LeetCode Review on Interview 2018 - LRI

Chapter 1 - 1

Given a non-empty array of integers, every element appears twice except for one. Finde that single one.

Note: your algorithm should have a linear runtime complexity.

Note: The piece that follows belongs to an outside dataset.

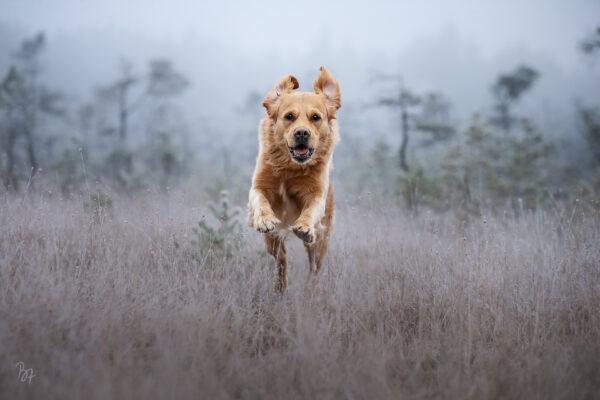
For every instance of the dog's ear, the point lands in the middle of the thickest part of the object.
(285, 85)
(327, 85)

Could you implement it without using extra memory?

Example 1:

Input: [2,2,1] Output: 1

Example 2:

Input: [4,1,2,1,2] Output: 4

Method 1 :

using hashset to cut the search time.

java code:

public static int singleNumber(int[] nums){
    if(nums.length==0) throw new IllegalArgumentException();
    HashSet<Integer> set = new HashSet<>();
    for(int i=0;i<nums.length;i++){
        if(set.contains(nums[i])) set.remove(nums[i]);
        else set.add(nums[i]);
    }
    if(set.size()>1) throw new IllegalArgumentException();
    else{
        Iterator<Integer> i = set.iterator();
        return i.next();
    }
}

Method 2:

XOR:

    如果我们对 0 和二进制位做 XOR 运算，得到的仍然是这个二进制位
    a⊕0=a 
如果我们对相同的二进制位做 XOR 运算，返回的结果是 0
    a⊕a=0
XOR 满足交换律和结合律
    a⊕b⊕a=(a⊕a)⊕b=0⊕b=b

所以我们只需要将所有的数进行 XOR 操作，得到那个唯一的数字。

java code:

public static int singleNumber(int[] nums){
    int a = 0;
    for(int i = 0;i<nums.length;i++){
        a ^= nums[i]; // ^ is for xor
    }
    return a;
}